Aruna Ramchandra Shanbaug v. Union of India

Rohan Sthanu

Amity University Mumbai

This Case Commentary is written by Rohan Sthanu, a Fourth-year law student of Amity University Mumbai

Case Details: -

Court- Supreme Court of India

Equivalent citation- AIR 2011 SC 1290

Bench - Gyan Sudha Misra, Markandey Katju

Decided on – March 7, 2011

Case type – WRIT PETITION (CRIMINAL)

Parties: -

Petitioner: Aruna Ramchandra Shanbaug

Respondents: Union Of India & Ors

Abstract

All Indian people are guaranteed the "Right to Life" by the country's constitution. There is still much disagreement about whether the phrase "Right to Die" can also be used in this way. However, the idea of euthanasia has drawn mixed reactions in India as the medical community places an increasing focus on patients' informed consent.

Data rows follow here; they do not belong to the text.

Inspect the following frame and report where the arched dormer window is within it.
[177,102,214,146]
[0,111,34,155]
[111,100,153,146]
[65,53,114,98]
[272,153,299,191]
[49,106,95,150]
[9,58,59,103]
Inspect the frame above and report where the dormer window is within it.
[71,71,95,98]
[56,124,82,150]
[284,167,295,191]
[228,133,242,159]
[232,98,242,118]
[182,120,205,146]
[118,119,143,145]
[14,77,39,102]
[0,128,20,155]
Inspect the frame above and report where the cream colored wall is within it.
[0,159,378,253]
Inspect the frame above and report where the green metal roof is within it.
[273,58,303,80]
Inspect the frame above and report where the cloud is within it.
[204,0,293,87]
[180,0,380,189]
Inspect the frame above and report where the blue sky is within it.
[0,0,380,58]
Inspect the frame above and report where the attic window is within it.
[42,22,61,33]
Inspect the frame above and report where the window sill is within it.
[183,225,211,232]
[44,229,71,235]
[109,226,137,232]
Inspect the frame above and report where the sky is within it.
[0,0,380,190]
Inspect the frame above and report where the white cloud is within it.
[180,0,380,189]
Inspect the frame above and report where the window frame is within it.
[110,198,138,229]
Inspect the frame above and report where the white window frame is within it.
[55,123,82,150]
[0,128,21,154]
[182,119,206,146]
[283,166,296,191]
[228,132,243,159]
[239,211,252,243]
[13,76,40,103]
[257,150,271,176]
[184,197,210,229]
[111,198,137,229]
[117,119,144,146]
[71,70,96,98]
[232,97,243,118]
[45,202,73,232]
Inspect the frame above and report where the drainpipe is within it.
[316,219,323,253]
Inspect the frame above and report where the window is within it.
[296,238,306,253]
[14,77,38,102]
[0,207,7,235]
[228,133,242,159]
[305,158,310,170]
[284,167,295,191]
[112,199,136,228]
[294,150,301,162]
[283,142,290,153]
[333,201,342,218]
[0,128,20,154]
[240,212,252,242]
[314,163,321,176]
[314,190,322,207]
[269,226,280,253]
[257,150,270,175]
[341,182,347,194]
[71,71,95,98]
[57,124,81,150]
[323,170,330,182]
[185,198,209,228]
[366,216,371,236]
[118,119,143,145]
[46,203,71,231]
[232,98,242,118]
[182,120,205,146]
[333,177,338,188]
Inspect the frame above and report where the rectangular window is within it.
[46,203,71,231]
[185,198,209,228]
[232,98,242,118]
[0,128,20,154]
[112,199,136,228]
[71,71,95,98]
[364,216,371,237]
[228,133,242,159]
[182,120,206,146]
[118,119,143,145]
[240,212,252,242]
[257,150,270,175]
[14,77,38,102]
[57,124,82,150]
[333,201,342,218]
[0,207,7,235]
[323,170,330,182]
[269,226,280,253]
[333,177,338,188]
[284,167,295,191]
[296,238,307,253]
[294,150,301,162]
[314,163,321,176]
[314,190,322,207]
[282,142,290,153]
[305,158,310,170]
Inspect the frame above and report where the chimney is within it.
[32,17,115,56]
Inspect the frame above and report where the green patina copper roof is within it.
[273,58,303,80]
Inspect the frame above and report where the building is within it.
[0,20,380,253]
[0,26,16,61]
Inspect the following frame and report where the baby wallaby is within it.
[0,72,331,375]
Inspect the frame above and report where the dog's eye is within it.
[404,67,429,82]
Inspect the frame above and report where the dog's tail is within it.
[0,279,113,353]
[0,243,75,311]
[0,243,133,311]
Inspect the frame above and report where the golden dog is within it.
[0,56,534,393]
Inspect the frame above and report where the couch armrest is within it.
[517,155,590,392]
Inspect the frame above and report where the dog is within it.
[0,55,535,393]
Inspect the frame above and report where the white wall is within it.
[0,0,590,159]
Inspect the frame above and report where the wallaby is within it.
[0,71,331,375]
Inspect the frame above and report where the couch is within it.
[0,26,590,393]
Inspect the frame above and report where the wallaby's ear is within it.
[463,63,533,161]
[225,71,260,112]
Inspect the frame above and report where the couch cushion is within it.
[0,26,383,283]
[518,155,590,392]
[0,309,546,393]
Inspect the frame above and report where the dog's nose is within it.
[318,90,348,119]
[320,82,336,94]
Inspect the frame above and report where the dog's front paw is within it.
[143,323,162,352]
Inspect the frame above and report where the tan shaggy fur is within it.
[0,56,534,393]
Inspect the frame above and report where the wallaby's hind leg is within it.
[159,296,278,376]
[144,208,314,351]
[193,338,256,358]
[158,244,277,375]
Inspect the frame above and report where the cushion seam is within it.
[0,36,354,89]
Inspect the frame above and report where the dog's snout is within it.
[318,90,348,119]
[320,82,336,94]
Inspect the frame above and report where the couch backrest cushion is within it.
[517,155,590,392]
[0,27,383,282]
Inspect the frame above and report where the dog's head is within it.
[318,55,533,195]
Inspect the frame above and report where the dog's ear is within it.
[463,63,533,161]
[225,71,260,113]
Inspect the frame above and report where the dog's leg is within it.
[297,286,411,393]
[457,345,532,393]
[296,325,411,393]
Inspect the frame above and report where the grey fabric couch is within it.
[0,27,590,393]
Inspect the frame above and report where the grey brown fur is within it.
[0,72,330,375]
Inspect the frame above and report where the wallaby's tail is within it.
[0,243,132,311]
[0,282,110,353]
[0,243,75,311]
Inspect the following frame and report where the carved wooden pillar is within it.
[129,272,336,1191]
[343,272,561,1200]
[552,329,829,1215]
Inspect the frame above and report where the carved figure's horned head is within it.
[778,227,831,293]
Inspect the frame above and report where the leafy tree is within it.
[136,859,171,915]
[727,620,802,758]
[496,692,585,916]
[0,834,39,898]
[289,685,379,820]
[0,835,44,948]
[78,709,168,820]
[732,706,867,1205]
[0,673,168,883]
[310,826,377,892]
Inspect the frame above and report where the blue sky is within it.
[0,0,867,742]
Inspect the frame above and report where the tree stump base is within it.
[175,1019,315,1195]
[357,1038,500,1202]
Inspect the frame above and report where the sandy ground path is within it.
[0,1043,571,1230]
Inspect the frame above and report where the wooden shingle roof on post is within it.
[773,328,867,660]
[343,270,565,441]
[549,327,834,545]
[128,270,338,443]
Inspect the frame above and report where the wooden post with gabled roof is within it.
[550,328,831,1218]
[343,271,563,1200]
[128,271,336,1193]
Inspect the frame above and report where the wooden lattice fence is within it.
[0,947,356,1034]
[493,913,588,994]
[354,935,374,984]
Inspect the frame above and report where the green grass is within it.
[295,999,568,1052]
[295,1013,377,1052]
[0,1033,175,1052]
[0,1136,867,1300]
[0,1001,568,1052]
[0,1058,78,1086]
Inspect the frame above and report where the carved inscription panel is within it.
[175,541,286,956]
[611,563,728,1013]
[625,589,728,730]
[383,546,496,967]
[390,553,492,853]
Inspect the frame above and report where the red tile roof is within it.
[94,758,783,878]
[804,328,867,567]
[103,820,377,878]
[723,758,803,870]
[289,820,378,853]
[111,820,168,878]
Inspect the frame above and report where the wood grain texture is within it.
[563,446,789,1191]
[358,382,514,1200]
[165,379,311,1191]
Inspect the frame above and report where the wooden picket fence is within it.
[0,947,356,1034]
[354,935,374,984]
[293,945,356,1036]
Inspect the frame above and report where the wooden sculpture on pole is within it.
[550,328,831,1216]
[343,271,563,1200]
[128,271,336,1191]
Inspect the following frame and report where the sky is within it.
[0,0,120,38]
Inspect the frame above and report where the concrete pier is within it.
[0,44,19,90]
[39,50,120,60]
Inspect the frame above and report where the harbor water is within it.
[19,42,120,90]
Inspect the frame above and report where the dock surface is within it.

The real-life complicated story of Aruna Shanbaug, now presented as a landmark judgment in the Indian legal system raises many legal, ethical, and moral questions on the question of euthanasia, dignity of death, and patient’s rights. This case made the headlines of the national as well as the international newspapers not only because of the long-drawn-out conservatorship of Aruna Shanbaug in a vegetative state but also on account of several legal points relating to Euthanasia it produced in India. The Aruna Shanbaug case also involved wider legal issues and concerns that are still discussed in the essence of euthanasia, patient rights, and medical.

Introduction

The Indian Supreme Court made passive euthanasia legal in the landmark decision of Aruna Ramchandra Shanbaug v. Union of India & Others (2011), ruling that the right to die is derived from Article 21 of the Indian Constitution. For the first time, the right was acknowledged as a fundamental right in India. The ruling established the fundamentals of passive euthanasia in India, distinguished it from active euthanasia, and established the regulations and standards that must be met for passive euthanasia to be authorized.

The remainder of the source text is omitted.